The rollos are basically Turkish in conception and if you look closely you will see, besides the lavash that is like a flour tortilla, something like the donner kebab that has claimed streets throughout Europe. Of course, this food, sometimes even served open-face like a taco and with thicker bread, more like pitas, is also found. Here you would be forgiven if they were to remind you of Greek Gyros or shawarmas from Jerusalem.
You would especially be in a good position if you noticed how common the falafel is as a filling. This fried chickpea ball gives you something to snack on in the cities of Israel, but is not just found there. Now it is found on many streets in Cuzco.
You walk down, say Plateros street and you see a small restaurant that emphasizes rollos. Up front they have the upright spit with grilling, seasoned meet, they slice off, heat and fold in lavash with salad and sauce to form a roll.
You keep going down the street and you will see another cafe that also has a small spit street-side to entice people. This ones’ barker as well as those of other places will offer rollos to you among their other dishes.
The kebab in lavash has become mainstream on Cuzco streets and soon will be as much part of the standard repertoire as tacos, and maybe lomo saltado are.
But the rollo has its own history of coming to Cuzco. For the longest time such things as felafel and shawarmas flourished only in the almost hidden corners of Israeli Cuzco where signs fill with the letters of contemporary Hebrew.
Cuzco has long been a destination for young Israelis, especially for those who have done their compulsory military service and now travel the world. Their’s is a place of their own culture, tourism, parties, and life. In the cafes and hotels that serve them versions of the Ottoman food of the levant have long found a home. But they had not crept out of the Chalon circuits. (In Cuzco Israelis are called Chalones because that is how their greeting, “shalom” sounds to Cuzco’s ears.)
In the last few years, following the growth of Kebabs as popular street food in Europe, restaurants specializing in rollos slowly appeared in Cuzco and the food itself has now left the domain of specialized places and moved into Cuzco mainstream.
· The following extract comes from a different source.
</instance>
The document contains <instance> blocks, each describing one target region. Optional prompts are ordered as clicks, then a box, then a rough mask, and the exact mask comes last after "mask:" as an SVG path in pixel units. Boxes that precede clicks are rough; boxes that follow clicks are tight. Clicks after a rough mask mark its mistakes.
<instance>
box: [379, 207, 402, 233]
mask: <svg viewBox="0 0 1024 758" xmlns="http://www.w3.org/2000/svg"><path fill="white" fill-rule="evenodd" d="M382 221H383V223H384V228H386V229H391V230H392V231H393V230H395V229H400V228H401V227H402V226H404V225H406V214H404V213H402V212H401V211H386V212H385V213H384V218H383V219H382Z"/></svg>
The growth outside the Israeli domain probably has to do with the popularity of Turkish food in Europe, where Turks are
a major migrant group–they are the main immigrant group in Germany where they have a long presence and well established communities. The popularity among Europeans of kebabs is probably what made entrepreneurs in Cuzco open the first places specializing in rollos.
This is only the latest fold in the long history of engagement between the levant and Peru, as well as the rest of Latin America. When the Spanish invaded, they brought a very Arabic culture with them, one intimately related to the more recent Turkish street food that is conquering the world. They also brought a population that probably included many Moors. Indeed the veiled women of Lima and the use of the word Moro to describe a working class there, as well as coastal food itself such as cebiche and escabeche suggest the importance of this Moorish-Arab culture for early Peru.
More recently, Syrians and Lebanese immigrated to Latin America, including Peru, in large numbers and established enclaves. The people were commonly called in Spanish “Turcos” because they came from the Ottoman Empire, but in highland Peru, unlike elsewhere, they did not establish a public food culture. Their’s was private, more like that of today’s Israelis.
Curiously, they did claim a public presence for their food in other Latin American countries. For example in Puebla, Mexico you can easily find the very popular Tacos Arabes, Arab tacos, right there with the much earlier hybrid Arabic-Mexican mole poblano. And, throughout the republic you are offered tacos de al pastor where the meat is grilled on a spit like the Turkish kebabs and the Greek gyro. For some reason, such did not happen in highland Peru.
In Europe the Turks who migrated to work did build a public culture of food, the very popular kebab, especially the donner kebab. This is the new import from the levant that in its twisted route joins a food culture in Cuzco with Indigenous roots and much from Arab Al Andalus, Spain.